- The Call to Adventure:Escape or Necessity?
Robert Louis Stevenson remembered always the "giddy joy" brought to his life by the model theatres of his boyhood, with their forests, robbers, "gesticulating villains . . . palaces and warships, frowning fortresses and prison vaults." The world, he said, "was plain" before he knew them, "a poor penny world; but soon it was all coloured with romance" (Treasury 184). Alanna Knight's The Robert Louis Stevenson Treasury is a convenient reference source for the life and work of this man whose own experiences were to rival in color and excitement the romances he loved as a child. The main section of the book covering "People, Places, and the Printed Word" is far more than a simple annotated bibliography. It includes lively excerpts from the letters of people who knew Stevenson; background information on the genesis of various works; accounts of his travels through Britain, France, the United States, Australia, and the South Seas; and information on friends who influenced him. But there are also listings of the locations of unpublished manuscripts, letters from Stevenson, fictional characters and places from his works, and musical settings, plays, and films related to his work. There are Stevenson's confessions to Henley that the sight of his friend's "maimed strength and masterfulness . . . begot John Silver" (78) and Henley's own wry penportrait of Stevenson in his poem "R. L. S." There is an account of Henry James's first visit to the Stevensons (he was mistaken for a tradesman and kept waiting at the door) and James's comment on Stevenson's nature: " 'Character, character is what he has! His feelings are always his reasons'" (93). And Knight has included a number of short sketches of Stevenson at various ages written by his stepson, Lloyd Osbourne. Anyone curious about Stevenson's sojourn in exotic Samoa will find some fascinating photographs of life among the Stevensons at Vailima. Knight's Treasury is more than just a reference book; for Stevenson lovers, it is a browser's delight.

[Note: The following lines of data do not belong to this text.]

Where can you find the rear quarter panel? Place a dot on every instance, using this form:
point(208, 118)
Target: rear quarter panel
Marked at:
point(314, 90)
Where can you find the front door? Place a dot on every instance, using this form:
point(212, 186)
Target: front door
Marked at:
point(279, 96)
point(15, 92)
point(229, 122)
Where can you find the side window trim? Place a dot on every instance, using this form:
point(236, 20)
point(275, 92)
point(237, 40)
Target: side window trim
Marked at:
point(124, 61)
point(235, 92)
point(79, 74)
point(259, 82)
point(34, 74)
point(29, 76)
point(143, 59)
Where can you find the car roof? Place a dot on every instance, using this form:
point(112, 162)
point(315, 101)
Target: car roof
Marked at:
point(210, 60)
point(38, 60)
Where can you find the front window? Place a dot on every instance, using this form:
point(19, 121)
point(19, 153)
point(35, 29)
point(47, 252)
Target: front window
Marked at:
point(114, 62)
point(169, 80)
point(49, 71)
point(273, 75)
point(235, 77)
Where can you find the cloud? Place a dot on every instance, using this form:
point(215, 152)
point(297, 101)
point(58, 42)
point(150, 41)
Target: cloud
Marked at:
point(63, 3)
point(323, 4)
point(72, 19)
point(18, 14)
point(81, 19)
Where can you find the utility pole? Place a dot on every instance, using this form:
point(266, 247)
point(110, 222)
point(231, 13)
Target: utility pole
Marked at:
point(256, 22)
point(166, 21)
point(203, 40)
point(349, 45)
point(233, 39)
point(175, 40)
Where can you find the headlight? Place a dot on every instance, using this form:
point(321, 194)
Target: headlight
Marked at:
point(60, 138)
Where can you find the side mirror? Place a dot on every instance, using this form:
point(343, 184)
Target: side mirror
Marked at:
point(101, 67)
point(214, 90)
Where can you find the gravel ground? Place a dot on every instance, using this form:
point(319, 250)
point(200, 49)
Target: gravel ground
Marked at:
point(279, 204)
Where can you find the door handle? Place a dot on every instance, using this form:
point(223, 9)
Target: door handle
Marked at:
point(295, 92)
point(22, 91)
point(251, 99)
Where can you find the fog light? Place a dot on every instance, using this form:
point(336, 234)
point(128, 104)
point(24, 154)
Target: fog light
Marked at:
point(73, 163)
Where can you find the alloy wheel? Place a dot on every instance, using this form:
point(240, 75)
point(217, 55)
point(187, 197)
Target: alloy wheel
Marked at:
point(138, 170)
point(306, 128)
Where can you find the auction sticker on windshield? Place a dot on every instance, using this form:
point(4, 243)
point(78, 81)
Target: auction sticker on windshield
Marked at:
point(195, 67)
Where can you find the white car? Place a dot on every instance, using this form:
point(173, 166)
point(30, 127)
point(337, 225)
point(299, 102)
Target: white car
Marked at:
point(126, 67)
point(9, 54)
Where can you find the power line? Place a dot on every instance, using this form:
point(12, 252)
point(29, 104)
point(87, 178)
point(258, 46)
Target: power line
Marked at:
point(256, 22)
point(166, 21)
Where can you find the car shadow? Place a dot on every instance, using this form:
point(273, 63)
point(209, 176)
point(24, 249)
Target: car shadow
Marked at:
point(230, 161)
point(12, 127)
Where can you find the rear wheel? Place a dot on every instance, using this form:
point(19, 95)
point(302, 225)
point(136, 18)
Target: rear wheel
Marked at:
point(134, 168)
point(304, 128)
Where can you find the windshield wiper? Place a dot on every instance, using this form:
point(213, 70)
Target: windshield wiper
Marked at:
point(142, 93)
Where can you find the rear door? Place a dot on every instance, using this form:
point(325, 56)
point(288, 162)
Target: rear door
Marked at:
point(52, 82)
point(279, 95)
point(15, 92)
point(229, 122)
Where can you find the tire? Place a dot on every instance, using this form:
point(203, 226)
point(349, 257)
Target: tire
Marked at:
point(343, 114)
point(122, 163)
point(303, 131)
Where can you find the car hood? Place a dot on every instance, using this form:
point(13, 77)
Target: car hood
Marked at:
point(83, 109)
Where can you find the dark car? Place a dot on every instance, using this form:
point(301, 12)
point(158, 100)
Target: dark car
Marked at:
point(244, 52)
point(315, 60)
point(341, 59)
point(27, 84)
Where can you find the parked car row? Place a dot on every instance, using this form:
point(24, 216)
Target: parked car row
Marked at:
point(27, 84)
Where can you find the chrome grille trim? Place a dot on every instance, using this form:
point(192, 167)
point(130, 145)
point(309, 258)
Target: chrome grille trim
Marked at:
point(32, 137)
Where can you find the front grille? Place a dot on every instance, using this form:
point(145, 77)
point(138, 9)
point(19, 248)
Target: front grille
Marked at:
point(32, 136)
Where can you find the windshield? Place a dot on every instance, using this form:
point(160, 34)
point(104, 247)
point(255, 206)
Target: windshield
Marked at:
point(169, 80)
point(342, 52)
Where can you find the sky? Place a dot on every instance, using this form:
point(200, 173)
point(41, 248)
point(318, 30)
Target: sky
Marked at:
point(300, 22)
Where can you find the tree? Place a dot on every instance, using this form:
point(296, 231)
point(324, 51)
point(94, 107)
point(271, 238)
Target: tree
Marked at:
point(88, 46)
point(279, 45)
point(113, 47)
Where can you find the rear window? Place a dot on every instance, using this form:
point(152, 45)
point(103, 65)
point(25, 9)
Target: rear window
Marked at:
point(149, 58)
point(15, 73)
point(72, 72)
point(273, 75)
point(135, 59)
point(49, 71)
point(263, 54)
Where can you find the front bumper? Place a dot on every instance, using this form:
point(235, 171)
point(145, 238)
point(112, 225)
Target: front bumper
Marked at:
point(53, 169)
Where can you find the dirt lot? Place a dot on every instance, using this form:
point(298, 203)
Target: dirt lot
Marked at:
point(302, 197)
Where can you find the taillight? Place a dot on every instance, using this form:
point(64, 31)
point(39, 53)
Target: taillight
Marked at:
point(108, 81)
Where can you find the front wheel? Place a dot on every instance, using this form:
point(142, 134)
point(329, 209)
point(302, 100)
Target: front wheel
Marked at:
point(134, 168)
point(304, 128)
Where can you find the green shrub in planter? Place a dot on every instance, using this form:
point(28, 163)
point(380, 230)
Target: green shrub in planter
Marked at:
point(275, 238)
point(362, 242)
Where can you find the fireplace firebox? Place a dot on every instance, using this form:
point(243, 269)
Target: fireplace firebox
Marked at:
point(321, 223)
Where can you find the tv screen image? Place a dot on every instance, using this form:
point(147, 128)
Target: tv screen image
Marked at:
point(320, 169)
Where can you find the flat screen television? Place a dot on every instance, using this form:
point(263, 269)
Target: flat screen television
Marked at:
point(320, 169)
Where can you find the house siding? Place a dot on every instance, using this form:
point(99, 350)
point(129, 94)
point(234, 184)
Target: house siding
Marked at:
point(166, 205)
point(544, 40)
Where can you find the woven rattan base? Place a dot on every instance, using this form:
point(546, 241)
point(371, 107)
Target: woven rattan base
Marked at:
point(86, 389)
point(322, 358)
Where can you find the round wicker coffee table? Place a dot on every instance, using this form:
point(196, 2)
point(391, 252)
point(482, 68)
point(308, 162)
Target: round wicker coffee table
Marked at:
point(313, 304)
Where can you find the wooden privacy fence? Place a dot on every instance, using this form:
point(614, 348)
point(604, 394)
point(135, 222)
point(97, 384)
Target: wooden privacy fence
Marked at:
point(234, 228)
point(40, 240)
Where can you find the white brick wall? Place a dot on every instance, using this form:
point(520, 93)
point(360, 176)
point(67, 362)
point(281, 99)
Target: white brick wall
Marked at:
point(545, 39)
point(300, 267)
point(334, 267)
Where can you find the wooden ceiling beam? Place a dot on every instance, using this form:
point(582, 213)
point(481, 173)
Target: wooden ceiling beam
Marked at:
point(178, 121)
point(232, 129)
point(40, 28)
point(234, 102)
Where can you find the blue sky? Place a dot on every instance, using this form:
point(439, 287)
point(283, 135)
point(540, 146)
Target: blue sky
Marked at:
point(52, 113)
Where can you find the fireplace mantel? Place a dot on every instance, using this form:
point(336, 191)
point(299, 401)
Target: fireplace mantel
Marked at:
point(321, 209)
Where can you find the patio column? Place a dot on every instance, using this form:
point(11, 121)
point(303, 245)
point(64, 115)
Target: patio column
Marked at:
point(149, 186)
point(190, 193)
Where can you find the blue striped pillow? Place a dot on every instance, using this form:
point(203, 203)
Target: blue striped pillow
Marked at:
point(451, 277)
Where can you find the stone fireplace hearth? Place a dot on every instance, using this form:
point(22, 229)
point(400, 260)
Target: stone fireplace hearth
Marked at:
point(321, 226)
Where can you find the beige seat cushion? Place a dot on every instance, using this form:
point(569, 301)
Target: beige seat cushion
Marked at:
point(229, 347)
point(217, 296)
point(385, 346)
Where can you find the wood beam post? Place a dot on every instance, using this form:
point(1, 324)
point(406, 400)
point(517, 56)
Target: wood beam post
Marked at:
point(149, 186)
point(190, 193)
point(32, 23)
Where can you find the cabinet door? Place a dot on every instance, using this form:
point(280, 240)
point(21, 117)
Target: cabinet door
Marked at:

In real life Stevenson was both attracted to danger and willing to go [End Page 101] to some lengths to avoid it; but it was, for him as an artist, the essential matter of the adventure novel. The title of Margery Fisher's book The Bright Face of Danger refers to the notion that no matter what perils and obstacles are encountered by the protagonists of such stories, "the basic tone will be optimistic: the good characters will triumph over great odds" (11). Moreover, in the better adventure tales the triumph will flow "from a serious and responsible motive as much as from those operations of good fortune or coincidence which are among the structural conventions of the genre" (11).
Fisher's book, like Knight's, is aimed at the general reader rather than the scholar or critic. It offers neither an exhaustive history of the adventure story nor an original theoretical approach to the subject. Instead what we get is one reader's perceptive account of her own reading in the literature of adventure. Fisher's stated aims are to explore the unique aesthetic experience of reading adventure fiction, giving attention to the "specially intense, compelling combination" of plot, character, motive and setting to be found in such works, and to explain the similarities and differences between adventure fiction written for adults and that written for children. Her method is to deal topically in each chapter with works that have similar themes ("Honour and the Unattainable Ideal," "Ruritania," "The Querying of Morality") or which present some striking example of one of the standard features of the adventure tale—characters, setting, or attitudes. Each chapter offers a brief general discussion of the topic at hand followed by analysis of the plots and special features of a variety of adventure novels for adults and a consideration of the specifics of some similar works for children.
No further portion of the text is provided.